Starting Your Plants From Seeds

A seed is a growth factory all in itself; it does not need any chemical help from you. A seed’s outer coating contains hormones that signal the plant to grow when conditions are right: the environment you supply. To activate, seeds need moisture, heat, and air. Light is an inhibitor to most seed sprouting.

Many seeds have a hard outer shell that can be softened by overnight soaking in room temperature clean water. At this point, seeds may be sprouted in many ways.

PAPER TOWEL METHOD:

  1. Moisten paper towels with clean water. Place the soaked seeds between folds.
  2. Place towels on a drainage screen on a plate.
  3. Cover with a dark piece of fabric.
  4. Keep warm – 70-90 degrees is best.
  5. Water daily, allowing excess water to drain onto the plate.
  6. When white rootlet (radicle) is visible, pick up carefully with tweezers and plant with radicle pointing down.

Advantages: you can see exactly when the radicle is formed, and transplant accordingly; sprout can go into Rockwool for hydroponics application or into soil plugs or small pots.

Disadvantage: forgetful growers often neglect the watering of the paper towels, drying out the root hairs, or allow standing water to accumulate in the plate, rotting the seed.

DIRECT SOWING INTO MEDIA (JIFFY PLUGS, SOIL PLUGS, ROCKWOOL, OR SOIL:

This is the method most often used since it is quick.
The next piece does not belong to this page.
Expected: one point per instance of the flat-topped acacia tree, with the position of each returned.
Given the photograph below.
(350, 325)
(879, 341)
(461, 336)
  1. Place the seeds an appropriate distance from the surface. 2 times as deep as the length of the seed is perfect.
  2. Do not start seeds in a nutrient-rich potting mix, since the organic nutrients are too strong for a seedling. Growth will be stunted and germination sporadic. Rockwool plugs, peat plugs, or a seed-starting only mix is the best way to go.
  3. Water when needed, and do not add light until a plantlet is visible.
  4. Rockwool needs to be pHed to a 5.5 reading. Other methods provide a buffer so that pH at this point is not so critical. However, only the Rockwool method can be used in most hydroponics. Rockwool should never be used to transplant into soil. Composted forest product plugs will work in a bubble bucket system.

Advantages: no rootlet damage, since there is no critical timing as in the paper towel method.
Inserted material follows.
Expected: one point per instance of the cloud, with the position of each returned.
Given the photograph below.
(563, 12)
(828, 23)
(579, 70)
Disadvantages: seeds may heave out, especially in Rockwool, the viability of the seeds is unknown; overwatering or underwatering is likely if a grower is lazy. Green algae growth can become a haven for fungus gnats.

Moisture Stress:

Too little water and the process will slow and stop, resulting in death. The tiny root hairs emerging from the radicle can dry and die in a matter of minutes.
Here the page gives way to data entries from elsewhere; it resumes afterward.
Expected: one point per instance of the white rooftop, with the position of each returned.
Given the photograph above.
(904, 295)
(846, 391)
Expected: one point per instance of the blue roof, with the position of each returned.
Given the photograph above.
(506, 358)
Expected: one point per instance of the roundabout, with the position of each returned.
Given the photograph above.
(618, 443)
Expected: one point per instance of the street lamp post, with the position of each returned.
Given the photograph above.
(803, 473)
Too much water and oxygen is reduced, causing suffocation and rot.

Feeding:

When the plantlet has two true leaves, beyond the “seed leaves” (cotyledons) begin to feed with a ¼ strength vegetative food. Keep medium moist but not soggy.

Humidity Dome:

Keep on during germination, and remove as soon as the seedlings are standing upright with their cotyledons open. Provide GENTLE air movement to prevent damping off, a fungal disease that causes stems to rot at the soil line and fall over. It is fatal, and avoidable with sufficient air movement.

Storing seed: vacuum packing is the best. Otherwise, pack in baby food jars or small ziplock bags with a desiccant product.

Keep in a cool, dark place. Most seeds are viable for around two years.